Officials in New Jersey, Connecticut, Delaware, California and Oregon said on Monday they will lift indoor mask mandates for schools and other public places in the coming weeks.
The officials sought a return to normalcy as soaring COVID-19 infections fueled by the Omicron variant abate.
The changes signal a growing inclination by political leaders in those states, all led by Democrats, to take pandemic-weary residents off an emergency footing and shift toward policies that treat the virus as part of everyday life.
Four of the states announcing action on Monday also set hard deadlines for ending mask mandates in schools.
Republican leaders in some states, including Florida and Texas, have banned mask mandates in schools, while Democrats have generally encouraged the policy to help stall new infections.
In New Jersey, where the number of new cases has decreased over the past two weeks, Governor Phil Murphy announced the state would lift its school mask mandate on March 7.
“Balancing public health with getting back to some semblance of normalcy is not easy. But we can responsibly take this step due to declining COVID numbers and growth in vaccinations,” Murphy wrote on Twitter.
Connecticut Governor, Ned Lamont said his state would lift its mask mandate on Feb. 28, and Delaware’s John Carney announced the state’s school mask mandate would end on March 31.
President Joe Biden met Murphy and the other U.S. governors last week at the White House, where the state leaders expressed a desire to return to a sense of normalcy nearly two years after the pandemic forced many schools to switch to online learning and later to institute mask policies.
Dr.

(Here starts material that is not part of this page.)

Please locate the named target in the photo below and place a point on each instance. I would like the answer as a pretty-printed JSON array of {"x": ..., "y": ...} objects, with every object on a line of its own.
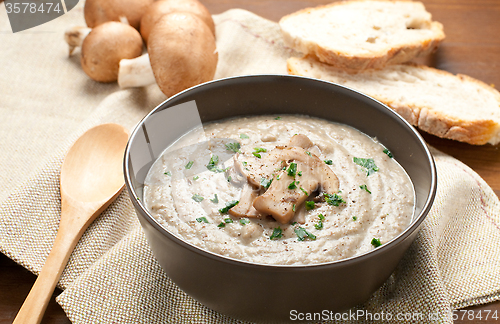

Leana Wen, a public health professor at George Washington University and Baltimore’s former health commissioner, said lifting mask mandates was the right step.
It marks a needed shift from the government-imposed requirement to individual decision. It helps to preserve public health authority for when it’s needed again,” she added.
As masking policies shift, many school districts have returned to in-person learning in recent weeks, according to Burbio.com, a site that collects school calendar data.